Arqade Asked by Zeyukan Ich' on March 1, 2021

I have a simple thing to do : whenever a minecart is on a Detector rail it triggers a piston to block it, and when another signal is thrown by any source, the redstone circuit is cut and the piston turns off and liberates the minecart

Here is an image of what I started :

enter image description here

I’m lost for where I should go to cut off the circuit

Thanks you very much!

3 Answers

If you have two inputs and one output, it's often useful to make a logic table:

┌───┬───┬───┐
│IN1│IN2│OUT│
├───┼───┼───┤
│ 0 │ 0 │ 0 │
│ 0 │ 1 │ ? │
│ 1 │ 0 │ 1 │
│ 1 │ 1 │ 0 │
└───┴───┴───┘

IN1 is the minecart on the detector rail, IN2 is your release signal, OUT is the piston. The output for the case of no minecart on the detector rail and the release signal being pressed doesn't matter, so I put a question mark there.

The logic table tells us that you need either an XOR gate or an AND gate with the second input inverted. An AND gate with one input inverted can be built cheaper and more compact, so I'll take that as an example.

Since the most common AND gate in Minecraft inverts both inputs, uses redstone dust to check if either is on (an OR gate) and then inverts the signal again, you basically just need to build the regular AND gate with one redstone torch less:

The top left lever is your detector rail input, the bottom middle one is your "release" signal. The lamp only turns on (the piston extends) if there is an input from the top right (minecart on track) and no bottom middle input (release signal). This should also be a more "sane" behaviour than the XOR gate, which would have extended the piston on the release signal if there was no minecart on the track.

Answered by Fabian Röling on March 1, 2021

I created a solution, using the detector rail to put out a redstone torch which then allows a second redstone torch to power some dust which powers the smooth stone which powers a sticky piston attached to the rail blocking it. Then, we can just power the second torch to allow it to go again. Attached below are some screenshots.

Screenshot 1

Screenshot 2

Screenshot 3

Screenshot 4

Answered by Henry Zhang on March 1, 2021

In your situation probably the easiest option will be to use a comparator in subtraction mode.

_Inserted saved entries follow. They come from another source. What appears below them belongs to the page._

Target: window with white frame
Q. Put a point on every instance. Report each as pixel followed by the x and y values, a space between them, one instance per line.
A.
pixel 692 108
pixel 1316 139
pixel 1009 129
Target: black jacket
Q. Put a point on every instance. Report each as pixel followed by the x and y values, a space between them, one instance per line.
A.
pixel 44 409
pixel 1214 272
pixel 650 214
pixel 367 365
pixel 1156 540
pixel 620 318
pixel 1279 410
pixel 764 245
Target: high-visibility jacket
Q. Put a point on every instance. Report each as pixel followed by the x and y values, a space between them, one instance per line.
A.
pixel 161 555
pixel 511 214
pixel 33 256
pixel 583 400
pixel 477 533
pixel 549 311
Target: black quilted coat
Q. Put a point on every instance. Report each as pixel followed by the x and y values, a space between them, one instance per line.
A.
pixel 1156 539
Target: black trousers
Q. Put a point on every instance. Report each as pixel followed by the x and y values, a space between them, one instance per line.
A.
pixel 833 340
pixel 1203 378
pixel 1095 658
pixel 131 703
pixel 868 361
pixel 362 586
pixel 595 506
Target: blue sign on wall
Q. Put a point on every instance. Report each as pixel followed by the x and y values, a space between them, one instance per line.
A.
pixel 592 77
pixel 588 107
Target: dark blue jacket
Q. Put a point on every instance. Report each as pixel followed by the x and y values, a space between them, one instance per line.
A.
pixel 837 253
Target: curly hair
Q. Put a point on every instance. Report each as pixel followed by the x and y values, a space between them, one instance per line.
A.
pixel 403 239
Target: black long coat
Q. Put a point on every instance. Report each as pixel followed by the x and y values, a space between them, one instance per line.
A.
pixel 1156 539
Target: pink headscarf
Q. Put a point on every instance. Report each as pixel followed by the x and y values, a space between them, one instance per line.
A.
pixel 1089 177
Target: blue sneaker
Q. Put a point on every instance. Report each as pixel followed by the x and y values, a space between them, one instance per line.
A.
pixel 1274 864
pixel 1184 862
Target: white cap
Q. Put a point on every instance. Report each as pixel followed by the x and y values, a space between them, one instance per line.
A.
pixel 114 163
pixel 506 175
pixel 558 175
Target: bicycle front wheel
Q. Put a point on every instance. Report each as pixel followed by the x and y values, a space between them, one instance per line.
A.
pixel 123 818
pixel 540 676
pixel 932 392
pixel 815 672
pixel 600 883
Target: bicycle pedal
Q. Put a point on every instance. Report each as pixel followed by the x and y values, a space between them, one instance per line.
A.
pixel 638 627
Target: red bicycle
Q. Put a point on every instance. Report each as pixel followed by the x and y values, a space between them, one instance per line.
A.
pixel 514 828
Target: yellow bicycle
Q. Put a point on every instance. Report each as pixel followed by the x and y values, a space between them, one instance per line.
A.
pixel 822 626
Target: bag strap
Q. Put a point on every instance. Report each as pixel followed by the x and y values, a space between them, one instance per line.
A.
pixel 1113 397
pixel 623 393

enter image description here

The signal will pass through the comparator unaffected, with only minimal delay, if there's no signal from the side. In presence of the side signal, its strength (thanks to use of repeater, the maximum, 15) is subtracted, leaving 0 on output. Depending on geometry (distance of the comparator from the rail, distance of the 'departure' signal source) you may be able to skip the repeater.